October 6, 2008 -- (WEB HOST INDUSTRY REVIEW) -- On-demand data center solutions provider SoftLayer Technologies (www.softlayer.com) has added global server load balancing to its suite of services, providing clients with a highly-redundant, fail-over solution that decreases the distance between content and its final destination, improving service reliability and content delivery.
According to an announcement Monday by Plano, Texas-based SoftLayer, its new load balancing service stores content and applications in a cluster of servers distributed across the company's data centers in Dallas, Seattle and Washington DC, where load balancing hardware monitors the health of each clustered server. Each load balancer directs a request for content using advanced algorithms to choose "the healthiest server in the best location relative to where the content will be delivered," according to the company's statement.
"This is the power of our seamless infrastructure and geographic diversity intertwined," SoftLayer director of information systems Jacob Linscott said in a statement. "Regardless of their size or business, any of our customers can use it to improve their availability and performance."

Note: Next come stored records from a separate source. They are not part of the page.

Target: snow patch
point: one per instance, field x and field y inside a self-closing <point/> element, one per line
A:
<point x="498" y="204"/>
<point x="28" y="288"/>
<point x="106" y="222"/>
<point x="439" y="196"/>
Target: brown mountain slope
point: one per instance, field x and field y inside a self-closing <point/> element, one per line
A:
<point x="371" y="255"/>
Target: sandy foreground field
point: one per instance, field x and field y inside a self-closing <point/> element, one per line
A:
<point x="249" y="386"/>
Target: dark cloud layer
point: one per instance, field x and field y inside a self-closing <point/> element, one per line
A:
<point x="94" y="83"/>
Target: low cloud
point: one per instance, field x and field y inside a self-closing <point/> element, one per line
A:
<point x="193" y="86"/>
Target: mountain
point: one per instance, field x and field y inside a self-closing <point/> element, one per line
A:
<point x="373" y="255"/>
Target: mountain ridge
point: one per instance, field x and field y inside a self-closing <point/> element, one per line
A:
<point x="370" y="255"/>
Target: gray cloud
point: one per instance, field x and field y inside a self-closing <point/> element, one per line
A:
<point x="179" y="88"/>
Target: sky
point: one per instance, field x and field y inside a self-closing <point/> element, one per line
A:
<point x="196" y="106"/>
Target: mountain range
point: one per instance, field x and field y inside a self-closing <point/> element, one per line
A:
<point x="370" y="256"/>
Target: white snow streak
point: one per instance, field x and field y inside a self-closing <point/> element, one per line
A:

SoftLayer said clients can use SoftLayer's Global Server Load Balancing service to gain higher scalability, availability and predictability. Those hosting applications and services benefit because new servers can be added to clusters as demand increases and user requests are always routed to an available server, ensuring critical applications will remain available for user requests.
This service has a starting price of $99 per month, which includes service for one domain and up to eight Web servers.
Global server load balancing joins additional SoftLayer services that utilize the company's geographically diverse infrastructure, including its geographically-redundant Anycast DNS service which in late August the company began offering for free to all customers using SoftLayer DNS servers.